Results: Seven cases and tewnty-one controls met inclusion criteria .  The underlying reason for immudeficiency for the cases was Multiple Myeloma in five patients HIV in one patient and renal transplant in another. The most common clinical symptom for the WND cases was fever in five patients (71%) whereas this was present in only nine (52%) of contols . Incidences of cranial nerve palsies, focal motor weakness and reflex abnormalities were not different between the two groups.
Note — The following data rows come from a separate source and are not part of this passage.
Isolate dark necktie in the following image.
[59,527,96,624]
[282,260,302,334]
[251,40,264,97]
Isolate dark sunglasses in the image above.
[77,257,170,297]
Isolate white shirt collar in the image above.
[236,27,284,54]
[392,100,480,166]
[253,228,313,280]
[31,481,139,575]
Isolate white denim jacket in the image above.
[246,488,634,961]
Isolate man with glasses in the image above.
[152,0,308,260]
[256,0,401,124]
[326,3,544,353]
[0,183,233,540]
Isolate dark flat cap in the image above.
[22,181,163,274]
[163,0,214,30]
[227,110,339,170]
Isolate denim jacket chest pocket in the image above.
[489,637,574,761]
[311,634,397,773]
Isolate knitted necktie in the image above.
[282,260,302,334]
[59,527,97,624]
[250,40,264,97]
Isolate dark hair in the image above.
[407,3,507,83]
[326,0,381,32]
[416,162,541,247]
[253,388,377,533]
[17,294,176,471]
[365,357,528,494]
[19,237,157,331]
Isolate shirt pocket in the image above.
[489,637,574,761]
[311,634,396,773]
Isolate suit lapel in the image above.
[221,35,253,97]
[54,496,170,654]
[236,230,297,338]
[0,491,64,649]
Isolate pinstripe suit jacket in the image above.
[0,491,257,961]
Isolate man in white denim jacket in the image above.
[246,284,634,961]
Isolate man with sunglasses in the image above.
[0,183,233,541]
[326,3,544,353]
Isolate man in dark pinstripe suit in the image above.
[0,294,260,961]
CSF chemistry profiles was normal in the WN cases whereas CSF protienachia was more common four (19%) in the test-negative controls . CSF WBC was elevated in three (42%) of cases and twelve (57%) controls. Radiological studies were abnormal on three cases and 10 controls (two controls did not have studies ) Death within ninety days occured in two (29% ) cases compared to two controls ( 9.5 %)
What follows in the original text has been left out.